When I make my micro worm cultures, I take the culture that comes from the other person and add it to my "food mixture" (which is the base of the culture itself and what the worms feed on) along with a pinch of yeast. My "food mixture" is dry baby oatmeal (baby cereal) mixed in declorinated water until it is all nice and moist, I then sprinkle my pinch of yeast on top and then the culture I had received. It normally takes a week or two before you start seeing anything that you might be able to harvest. The culture needs to be able to get light and air,and the warmer the room temp, the quicker the culture will grow(and subsequentially need to be recultured). You will start to see the worms climbing toward the top of the container as well as the top of culture looks like it "shimmers" which is all the worms moving around. Once your culture starts getting liquidy, you should start the process over again in another container.

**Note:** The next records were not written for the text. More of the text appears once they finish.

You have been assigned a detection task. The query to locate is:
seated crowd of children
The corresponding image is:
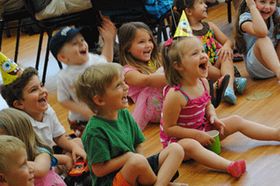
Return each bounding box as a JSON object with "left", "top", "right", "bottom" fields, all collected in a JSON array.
[{"left": 0, "top": 0, "right": 279, "bottom": 185}]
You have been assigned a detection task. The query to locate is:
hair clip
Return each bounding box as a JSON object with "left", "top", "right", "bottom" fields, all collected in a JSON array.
[{"left": 164, "top": 38, "right": 173, "bottom": 47}]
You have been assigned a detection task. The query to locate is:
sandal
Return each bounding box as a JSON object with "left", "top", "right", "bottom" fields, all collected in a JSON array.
[
  {"left": 233, "top": 49, "right": 244, "bottom": 62},
  {"left": 212, "top": 74, "right": 230, "bottom": 108}
]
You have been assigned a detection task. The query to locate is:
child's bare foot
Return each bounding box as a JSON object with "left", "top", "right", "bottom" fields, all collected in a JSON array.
[{"left": 227, "top": 160, "right": 246, "bottom": 178}]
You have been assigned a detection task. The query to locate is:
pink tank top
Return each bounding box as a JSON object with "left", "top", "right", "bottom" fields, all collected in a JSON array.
[{"left": 160, "top": 80, "right": 212, "bottom": 147}]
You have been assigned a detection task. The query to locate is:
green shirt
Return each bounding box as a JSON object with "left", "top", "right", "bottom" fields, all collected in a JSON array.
[{"left": 82, "top": 109, "right": 145, "bottom": 186}]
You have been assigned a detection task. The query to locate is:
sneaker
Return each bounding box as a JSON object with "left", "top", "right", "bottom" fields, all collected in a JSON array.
[
  {"left": 227, "top": 160, "right": 246, "bottom": 178},
  {"left": 234, "top": 65, "right": 241, "bottom": 77},
  {"left": 223, "top": 87, "right": 237, "bottom": 105},
  {"left": 234, "top": 77, "right": 247, "bottom": 94}
]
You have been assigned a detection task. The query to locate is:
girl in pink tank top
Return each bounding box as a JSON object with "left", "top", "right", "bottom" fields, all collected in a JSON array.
[{"left": 161, "top": 36, "right": 280, "bottom": 178}]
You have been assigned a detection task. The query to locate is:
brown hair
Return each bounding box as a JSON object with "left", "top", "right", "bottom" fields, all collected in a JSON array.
[
  {"left": 118, "top": 22, "right": 161, "bottom": 74},
  {"left": 234, "top": 0, "right": 280, "bottom": 54},
  {"left": 1, "top": 67, "right": 38, "bottom": 107},
  {"left": 0, "top": 108, "right": 52, "bottom": 161}
]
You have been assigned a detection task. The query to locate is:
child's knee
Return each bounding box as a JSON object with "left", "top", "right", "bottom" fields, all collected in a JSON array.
[
  {"left": 178, "top": 138, "right": 202, "bottom": 152},
  {"left": 127, "top": 154, "right": 150, "bottom": 171},
  {"left": 166, "top": 143, "right": 184, "bottom": 158}
]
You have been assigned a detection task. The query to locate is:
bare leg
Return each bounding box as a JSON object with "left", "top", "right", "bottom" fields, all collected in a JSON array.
[
  {"left": 121, "top": 153, "right": 157, "bottom": 186},
  {"left": 218, "top": 58, "right": 235, "bottom": 90},
  {"left": 253, "top": 37, "right": 280, "bottom": 80},
  {"left": 208, "top": 64, "right": 222, "bottom": 81},
  {"left": 276, "top": 42, "right": 280, "bottom": 61},
  {"left": 177, "top": 138, "right": 231, "bottom": 170},
  {"left": 221, "top": 115, "right": 280, "bottom": 141},
  {"left": 155, "top": 143, "right": 184, "bottom": 186}
]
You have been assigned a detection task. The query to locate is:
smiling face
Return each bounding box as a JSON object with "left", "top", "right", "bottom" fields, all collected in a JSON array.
[
  {"left": 176, "top": 37, "right": 209, "bottom": 79},
  {"left": 190, "top": 0, "right": 208, "bottom": 20},
  {"left": 128, "top": 29, "right": 154, "bottom": 63},
  {"left": 58, "top": 33, "right": 89, "bottom": 65},
  {"left": 14, "top": 75, "right": 48, "bottom": 121},
  {"left": 101, "top": 73, "right": 129, "bottom": 112},
  {"left": 2, "top": 148, "right": 34, "bottom": 186},
  {"left": 255, "top": 0, "right": 277, "bottom": 20}
]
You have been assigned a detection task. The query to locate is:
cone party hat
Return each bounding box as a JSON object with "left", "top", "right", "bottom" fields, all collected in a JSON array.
[
  {"left": 0, "top": 52, "right": 21, "bottom": 85},
  {"left": 173, "top": 11, "right": 193, "bottom": 38}
]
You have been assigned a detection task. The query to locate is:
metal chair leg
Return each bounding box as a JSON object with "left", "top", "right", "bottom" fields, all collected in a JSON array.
[
  {"left": 14, "top": 19, "right": 22, "bottom": 62},
  {"left": 42, "top": 31, "right": 52, "bottom": 85},
  {"left": 0, "top": 21, "right": 4, "bottom": 51},
  {"left": 35, "top": 31, "right": 44, "bottom": 70},
  {"left": 227, "top": 0, "right": 232, "bottom": 23}
]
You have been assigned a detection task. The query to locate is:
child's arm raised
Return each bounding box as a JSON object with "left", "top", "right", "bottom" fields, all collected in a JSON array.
[
  {"left": 209, "top": 22, "right": 233, "bottom": 61},
  {"left": 162, "top": 88, "right": 213, "bottom": 146},
  {"left": 125, "top": 70, "right": 166, "bottom": 88},
  {"left": 60, "top": 100, "right": 94, "bottom": 120},
  {"left": 28, "top": 153, "right": 51, "bottom": 178},
  {"left": 91, "top": 152, "right": 134, "bottom": 177},
  {"left": 241, "top": 0, "right": 268, "bottom": 37},
  {"left": 99, "top": 16, "right": 116, "bottom": 62}
]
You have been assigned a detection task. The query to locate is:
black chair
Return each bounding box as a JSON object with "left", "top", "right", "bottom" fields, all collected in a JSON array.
[
  {"left": 226, "top": 0, "right": 232, "bottom": 23},
  {"left": 23, "top": 0, "right": 100, "bottom": 84},
  {"left": 92, "top": 0, "right": 176, "bottom": 44},
  {"left": 0, "top": 8, "right": 31, "bottom": 62}
]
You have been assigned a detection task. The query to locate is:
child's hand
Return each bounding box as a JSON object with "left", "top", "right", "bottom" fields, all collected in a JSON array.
[
  {"left": 99, "top": 16, "right": 116, "bottom": 43},
  {"left": 210, "top": 115, "right": 225, "bottom": 136},
  {"left": 64, "top": 155, "right": 74, "bottom": 171},
  {"left": 246, "top": 0, "right": 256, "bottom": 9},
  {"left": 72, "top": 145, "right": 87, "bottom": 163},
  {"left": 195, "top": 131, "right": 215, "bottom": 146},
  {"left": 217, "top": 45, "right": 233, "bottom": 62}
]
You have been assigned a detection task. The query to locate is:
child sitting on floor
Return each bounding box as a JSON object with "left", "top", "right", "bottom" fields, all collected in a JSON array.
[
  {"left": 175, "top": 0, "right": 247, "bottom": 105},
  {"left": 0, "top": 108, "right": 67, "bottom": 185},
  {"left": 75, "top": 63, "right": 187, "bottom": 186},
  {"left": 49, "top": 16, "right": 116, "bottom": 136},
  {"left": 0, "top": 65, "right": 86, "bottom": 168},
  {"left": 0, "top": 135, "right": 34, "bottom": 186}
]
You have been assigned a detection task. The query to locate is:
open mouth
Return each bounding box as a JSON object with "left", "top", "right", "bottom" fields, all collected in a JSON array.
[
  {"left": 122, "top": 96, "right": 128, "bottom": 104},
  {"left": 38, "top": 97, "right": 47, "bottom": 104},
  {"left": 199, "top": 61, "right": 208, "bottom": 71}
]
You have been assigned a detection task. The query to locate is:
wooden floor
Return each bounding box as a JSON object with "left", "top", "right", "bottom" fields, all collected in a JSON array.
[{"left": 1, "top": 3, "right": 280, "bottom": 185}]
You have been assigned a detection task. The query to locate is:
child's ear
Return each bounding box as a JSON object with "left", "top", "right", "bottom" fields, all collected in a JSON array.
[
  {"left": 57, "top": 53, "right": 66, "bottom": 63},
  {"left": 92, "top": 95, "right": 105, "bottom": 106},
  {"left": 173, "top": 61, "right": 183, "bottom": 71},
  {"left": 13, "top": 100, "right": 24, "bottom": 110},
  {"left": 185, "top": 8, "right": 192, "bottom": 16},
  {"left": 0, "top": 173, "right": 7, "bottom": 183}
]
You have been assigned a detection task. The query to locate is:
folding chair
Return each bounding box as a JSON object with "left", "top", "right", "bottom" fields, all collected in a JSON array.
[
  {"left": 0, "top": 8, "right": 31, "bottom": 62},
  {"left": 92, "top": 0, "right": 176, "bottom": 44},
  {"left": 23, "top": 0, "right": 100, "bottom": 84}
]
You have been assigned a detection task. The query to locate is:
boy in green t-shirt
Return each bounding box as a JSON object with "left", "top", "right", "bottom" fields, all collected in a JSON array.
[{"left": 75, "top": 63, "right": 186, "bottom": 186}]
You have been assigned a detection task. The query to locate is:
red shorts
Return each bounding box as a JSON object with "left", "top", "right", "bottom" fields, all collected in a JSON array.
[{"left": 112, "top": 172, "right": 131, "bottom": 186}]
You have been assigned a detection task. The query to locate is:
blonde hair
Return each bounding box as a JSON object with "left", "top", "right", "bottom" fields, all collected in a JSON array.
[
  {"left": 118, "top": 22, "right": 161, "bottom": 74},
  {"left": 161, "top": 37, "right": 197, "bottom": 86},
  {"left": 0, "top": 135, "right": 26, "bottom": 172},
  {"left": 0, "top": 108, "right": 52, "bottom": 161},
  {"left": 75, "top": 63, "right": 123, "bottom": 113}
]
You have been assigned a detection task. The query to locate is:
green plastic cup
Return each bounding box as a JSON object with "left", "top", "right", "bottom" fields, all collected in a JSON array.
[{"left": 206, "top": 130, "right": 221, "bottom": 154}]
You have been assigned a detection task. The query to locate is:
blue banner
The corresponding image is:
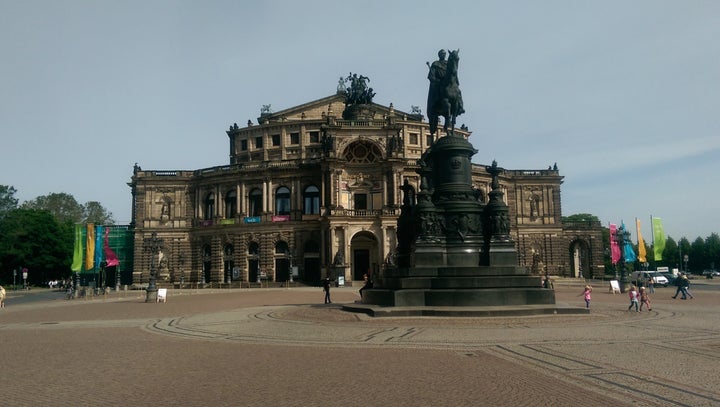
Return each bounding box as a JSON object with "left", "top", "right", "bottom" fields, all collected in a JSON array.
[
  {"left": 621, "top": 222, "right": 636, "bottom": 263},
  {"left": 94, "top": 225, "right": 104, "bottom": 271}
]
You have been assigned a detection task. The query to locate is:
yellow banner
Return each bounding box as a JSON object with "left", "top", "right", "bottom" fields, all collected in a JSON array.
[
  {"left": 636, "top": 218, "right": 647, "bottom": 263},
  {"left": 85, "top": 223, "right": 95, "bottom": 270}
]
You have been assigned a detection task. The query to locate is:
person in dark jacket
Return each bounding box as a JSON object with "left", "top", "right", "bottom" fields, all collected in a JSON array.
[
  {"left": 322, "top": 277, "right": 332, "bottom": 304},
  {"left": 672, "top": 274, "right": 688, "bottom": 299}
]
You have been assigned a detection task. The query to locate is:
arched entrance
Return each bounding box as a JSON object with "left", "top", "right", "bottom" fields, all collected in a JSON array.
[
  {"left": 275, "top": 241, "right": 290, "bottom": 282},
  {"left": 569, "top": 239, "right": 590, "bottom": 278},
  {"left": 303, "top": 240, "right": 320, "bottom": 283},
  {"left": 248, "top": 242, "right": 260, "bottom": 283},
  {"left": 350, "top": 231, "right": 379, "bottom": 281}
]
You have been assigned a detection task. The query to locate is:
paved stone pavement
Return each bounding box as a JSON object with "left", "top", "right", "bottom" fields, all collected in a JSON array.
[{"left": 1, "top": 280, "right": 719, "bottom": 406}]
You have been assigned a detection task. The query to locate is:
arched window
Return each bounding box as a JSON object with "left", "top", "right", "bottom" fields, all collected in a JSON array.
[
  {"left": 249, "top": 188, "right": 262, "bottom": 217},
  {"left": 303, "top": 185, "right": 320, "bottom": 215},
  {"left": 304, "top": 240, "right": 320, "bottom": 253},
  {"left": 204, "top": 193, "right": 215, "bottom": 220},
  {"left": 343, "top": 140, "right": 382, "bottom": 163},
  {"left": 275, "top": 186, "right": 290, "bottom": 215},
  {"left": 225, "top": 190, "right": 237, "bottom": 218},
  {"left": 275, "top": 241, "right": 289, "bottom": 254}
]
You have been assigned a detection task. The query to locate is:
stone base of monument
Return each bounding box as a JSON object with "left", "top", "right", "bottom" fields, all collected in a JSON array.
[
  {"left": 342, "top": 302, "right": 588, "bottom": 317},
  {"left": 349, "top": 256, "right": 590, "bottom": 317}
]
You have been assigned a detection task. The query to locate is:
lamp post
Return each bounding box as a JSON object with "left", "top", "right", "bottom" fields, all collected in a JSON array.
[
  {"left": 143, "top": 232, "right": 164, "bottom": 303},
  {"left": 617, "top": 226, "right": 630, "bottom": 292},
  {"left": 288, "top": 250, "right": 294, "bottom": 284}
]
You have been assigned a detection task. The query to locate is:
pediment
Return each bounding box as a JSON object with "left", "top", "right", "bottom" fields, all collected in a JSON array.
[{"left": 255, "top": 93, "right": 420, "bottom": 124}]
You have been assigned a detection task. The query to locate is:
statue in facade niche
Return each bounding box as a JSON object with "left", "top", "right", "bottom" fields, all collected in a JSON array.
[{"left": 333, "top": 250, "right": 344, "bottom": 266}]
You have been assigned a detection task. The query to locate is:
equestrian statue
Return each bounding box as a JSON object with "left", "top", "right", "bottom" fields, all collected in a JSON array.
[{"left": 427, "top": 49, "right": 465, "bottom": 136}]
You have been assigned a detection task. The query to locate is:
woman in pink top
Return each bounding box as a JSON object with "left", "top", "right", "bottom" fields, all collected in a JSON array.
[{"left": 579, "top": 285, "right": 592, "bottom": 308}]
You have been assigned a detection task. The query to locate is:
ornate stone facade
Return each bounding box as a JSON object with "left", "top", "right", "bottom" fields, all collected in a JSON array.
[{"left": 129, "top": 90, "right": 603, "bottom": 286}]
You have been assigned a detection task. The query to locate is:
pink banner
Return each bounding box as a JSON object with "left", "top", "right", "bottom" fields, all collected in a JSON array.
[
  {"left": 610, "top": 223, "right": 620, "bottom": 265},
  {"left": 104, "top": 228, "right": 120, "bottom": 267}
]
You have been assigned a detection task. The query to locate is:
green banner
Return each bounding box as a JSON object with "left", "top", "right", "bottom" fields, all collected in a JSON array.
[
  {"left": 652, "top": 217, "right": 665, "bottom": 261},
  {"left": 71, "top": 224, "right": 84, "bottom": 272}
]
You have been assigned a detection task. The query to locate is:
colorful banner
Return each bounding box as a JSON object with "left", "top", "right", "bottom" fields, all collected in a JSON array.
[
  {"left": 636, "top": 218, "right": 647, "bottom": 263},
  {"left": 85, "top": 223, "right": 95, "bottom": 271},
  {"left": 610, "top": 223, "right": 620, "bottom": 265},
  {"left": 71, "top": 224, "right": 84, "bottom": 272},
  {"left": 94, "top": 225, "right": 104, "bottom": 270},
  {"left": 621, "top": 222, "right": 637, "bottom": 263},
  {"left": 652, "top": 217, "right": 665, "bottom": 261},
  {"left": 104, "top": 228, "right": 120, "bottom": 267}
]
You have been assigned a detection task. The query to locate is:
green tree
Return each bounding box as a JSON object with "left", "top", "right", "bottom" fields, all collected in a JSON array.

Just take a spoonful of the current culture to start a new one and repeat to have endless supplies of micro worms.


----------



## Arthur7 (Feb 22, 2013)

I also use microworms. I got them at a meeting by another member of the association killi fish. It was a magarineschachtel plastic. At home, I distributed the approach on three small plastic boxes, which were placed in a larger one. The worms crawl up the walls and can be wiped off with a brush. If they are less, I wash from a box, fill an instant flakes (3 teaspoons) some milk and a pinch of yeast, than I give a little bit from the old too. On the next day they creep up again. I've been doing over 1 year. It is a very good food for small fish fry, for example Rasbora. I always have a fresh box and 2 old. you just have to watch.
regards


----------



## majerah1 (Oct 29, 2010)

This is how I culture mine. 

I use a small plastic container with a lid. I have a few holes poked in it, very small but plenty in number. I mix instant mashed potatos and baby cereal together with luke warm water. Make it a little runnier than mashed taters you would eat, but not soggy. Then I just add the microworms to the top, place the lid on a leave them be. Within a day or so theres millions of them crawling all over the top and the sides. 

By the way your baggies hold, the one with oatmeal is the mw culture. the other is yeast.


----------



## henningc (Apr 17, 2013)

I use instant mash potatos and ZERO yeast. Yeast speeds the process of life and death. Keep multiple cultures as your good friend mold may pay you a visit. 

What ever you use, just put a little dab of micro worms in each corner and a small pile in the center. Always put the micro works on top of the media. Likely your micro worms are working their way out from the center.


----------